Although Moran went on to reach her only Grand Slam final at The Championships that year, when she finished runner-up in the Ladies’ Doubles with Pat Todd, she was outplayed by Hoahing, who won 6-2, 5-7, 6-3. One newspaper headline the next day read: “Little G beats Big G”.
Hoahing’s run ended in the next round when she lost 4-6, 4-6 to another American, Helen Rihbany. Indeed, for years to come it often took a leading American to knock out Hoahing. She lost to Doris Hart in the third round in 1950 and at the same stage to Louise Brough in 1951 and to Beverley Fleitz in 1956.
In 1957 Hoahing reached the fourth round for the second and last time in her career, only for her winning sequence to end in familiar fashion when she was beaten 1-6, 1-6 by Althea Gibson, the eventual champion. Hoahing made her last appearance at The Championships in the Ladies’ Doubles in 1961 at the age of 40.
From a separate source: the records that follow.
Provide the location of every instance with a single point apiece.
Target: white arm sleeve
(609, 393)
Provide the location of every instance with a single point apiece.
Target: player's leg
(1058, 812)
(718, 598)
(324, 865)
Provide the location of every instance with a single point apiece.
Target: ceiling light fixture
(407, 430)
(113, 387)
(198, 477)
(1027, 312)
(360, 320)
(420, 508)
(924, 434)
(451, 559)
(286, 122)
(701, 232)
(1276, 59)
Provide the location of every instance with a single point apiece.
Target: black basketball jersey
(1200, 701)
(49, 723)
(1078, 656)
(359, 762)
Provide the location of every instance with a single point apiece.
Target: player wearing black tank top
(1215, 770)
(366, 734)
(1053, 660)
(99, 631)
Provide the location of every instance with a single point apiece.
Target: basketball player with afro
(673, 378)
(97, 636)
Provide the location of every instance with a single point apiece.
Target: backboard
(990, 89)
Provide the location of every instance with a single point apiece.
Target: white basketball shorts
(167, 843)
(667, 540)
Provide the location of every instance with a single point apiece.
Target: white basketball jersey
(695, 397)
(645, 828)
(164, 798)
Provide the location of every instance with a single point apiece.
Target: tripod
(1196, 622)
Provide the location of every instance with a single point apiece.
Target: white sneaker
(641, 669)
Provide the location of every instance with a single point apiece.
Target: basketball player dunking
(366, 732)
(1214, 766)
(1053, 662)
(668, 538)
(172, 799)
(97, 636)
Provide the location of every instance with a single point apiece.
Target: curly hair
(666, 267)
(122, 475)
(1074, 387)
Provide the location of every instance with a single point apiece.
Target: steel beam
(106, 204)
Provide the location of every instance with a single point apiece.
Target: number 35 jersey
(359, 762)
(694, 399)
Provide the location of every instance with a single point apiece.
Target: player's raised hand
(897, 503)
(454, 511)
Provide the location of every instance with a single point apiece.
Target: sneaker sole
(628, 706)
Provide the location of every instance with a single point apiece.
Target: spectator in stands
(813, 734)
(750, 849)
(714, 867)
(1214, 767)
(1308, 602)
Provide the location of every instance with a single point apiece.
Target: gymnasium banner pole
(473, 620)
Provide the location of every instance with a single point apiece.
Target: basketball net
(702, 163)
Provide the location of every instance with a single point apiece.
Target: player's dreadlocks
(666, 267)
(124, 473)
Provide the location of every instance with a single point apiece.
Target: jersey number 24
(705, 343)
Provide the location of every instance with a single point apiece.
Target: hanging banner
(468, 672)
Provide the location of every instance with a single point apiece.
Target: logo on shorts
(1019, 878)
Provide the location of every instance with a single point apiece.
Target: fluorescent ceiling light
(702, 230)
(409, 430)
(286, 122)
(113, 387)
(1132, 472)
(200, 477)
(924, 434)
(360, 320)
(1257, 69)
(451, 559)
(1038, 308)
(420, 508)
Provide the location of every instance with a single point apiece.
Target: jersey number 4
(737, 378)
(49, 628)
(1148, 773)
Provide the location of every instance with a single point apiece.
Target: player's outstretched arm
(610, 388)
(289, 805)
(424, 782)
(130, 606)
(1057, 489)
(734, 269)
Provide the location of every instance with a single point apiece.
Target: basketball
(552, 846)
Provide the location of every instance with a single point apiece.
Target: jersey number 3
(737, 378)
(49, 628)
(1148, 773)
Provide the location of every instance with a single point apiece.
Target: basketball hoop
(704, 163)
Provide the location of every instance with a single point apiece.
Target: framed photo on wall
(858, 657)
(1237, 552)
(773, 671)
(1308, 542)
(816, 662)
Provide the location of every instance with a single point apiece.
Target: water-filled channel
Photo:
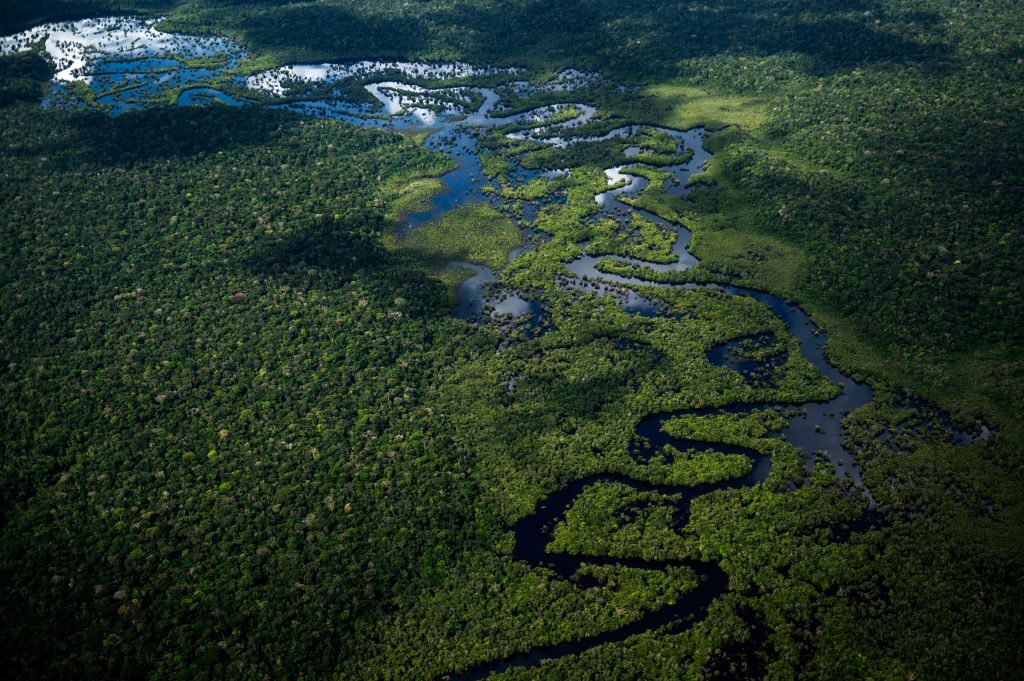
(129, 65)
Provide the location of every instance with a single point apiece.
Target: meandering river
(130, 65)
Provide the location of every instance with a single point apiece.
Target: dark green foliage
(243, 437)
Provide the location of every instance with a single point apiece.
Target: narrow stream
(129, 65)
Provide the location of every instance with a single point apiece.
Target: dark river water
(129, 65)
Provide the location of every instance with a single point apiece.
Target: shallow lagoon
(128, 65)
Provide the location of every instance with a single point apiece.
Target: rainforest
(464, 339)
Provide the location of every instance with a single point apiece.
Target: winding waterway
(129, 65)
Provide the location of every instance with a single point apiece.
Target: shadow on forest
(156, 134)
(330, 254)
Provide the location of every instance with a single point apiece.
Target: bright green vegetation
(407, 196)
(613, 519)
(475, 232)
(644, 240)
(684, 107)
(245, 437)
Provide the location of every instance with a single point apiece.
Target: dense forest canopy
(245, 435)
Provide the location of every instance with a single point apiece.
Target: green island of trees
(244, 436)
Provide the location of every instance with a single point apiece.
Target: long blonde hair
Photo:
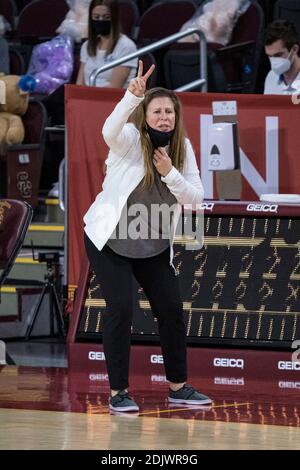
(177, 150)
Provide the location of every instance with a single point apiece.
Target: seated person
(105, 44)
(282, 47)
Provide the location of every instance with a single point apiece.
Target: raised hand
(137, 85)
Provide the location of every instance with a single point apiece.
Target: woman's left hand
(162, 161)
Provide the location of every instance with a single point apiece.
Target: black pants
(157, 278)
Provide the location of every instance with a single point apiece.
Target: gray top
(144, 226)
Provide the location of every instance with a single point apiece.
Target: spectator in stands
(150, 165)
(282, 48)
(106, 43)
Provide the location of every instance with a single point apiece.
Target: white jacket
(125, 170)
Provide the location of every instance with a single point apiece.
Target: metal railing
(157, 45)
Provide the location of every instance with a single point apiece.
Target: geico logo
(207, 206)
(98, 377)
(288, 365)
(96, 356)
(262, 207)
(229, 381)
(156, 359)
(225, 362)
(293, 385)
(158, 378)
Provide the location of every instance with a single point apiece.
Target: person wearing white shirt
(282, 48)
(150, 165)
(105, 44)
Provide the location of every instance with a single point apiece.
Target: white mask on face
(280, 65)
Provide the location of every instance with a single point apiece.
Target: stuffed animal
(13, 105)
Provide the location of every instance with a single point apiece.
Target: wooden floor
(59, 408)
(24, 429)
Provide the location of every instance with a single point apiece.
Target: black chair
(9, 10)
(129, 15)
(232, 68)
(182, 66)
(288, 10)
(163, 19)
(22, 163)
(15, 217)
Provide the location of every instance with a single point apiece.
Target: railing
(157, 45)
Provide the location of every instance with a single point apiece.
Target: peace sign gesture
(137, 85)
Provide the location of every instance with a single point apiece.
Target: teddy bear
(13, 105)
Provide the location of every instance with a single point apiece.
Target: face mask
(159, 138)
(280, 65)
(101, 27)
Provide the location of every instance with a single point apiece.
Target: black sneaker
(122, 402)
(189, 396)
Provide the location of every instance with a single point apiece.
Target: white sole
(190, 402)
(124, 408)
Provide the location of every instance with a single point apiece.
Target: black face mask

Thereafter the All England Club became an increasingly important part of Hoahing’s life and she instigated a monthly lunch there for players of her era. She also did much charity work. “She made sandwiches at the Royal Marsden Hospital for decades,” Mrs Chan Choong said. “She was always ready to roll up her sleeves and help.”
Hoahing opened a flower shop near Kensington Gardens, supplying flowers to the great and the good. “A lot of company directors asked her to supply flowers for their boardrooms,” Mrs Chan Choong said. “She didn’t work at the shop every day by any means, but when Frank Sinatra ordered flowers for Ava Gardner, for example, Gem delivered them personally.”
Hoahing continued to play tennis into her eighties, often at charity events and with some celebrated doubles partners. “The ‘Four Musketeers’ [Jean Borotra, Jacques Brugnon, Henri Cochet and Rene Lacoste] were all good friends of Gem’s,” Mrs Chan Choong said. “And whenever the king of Norway was here he always wanted Gem as his partner.”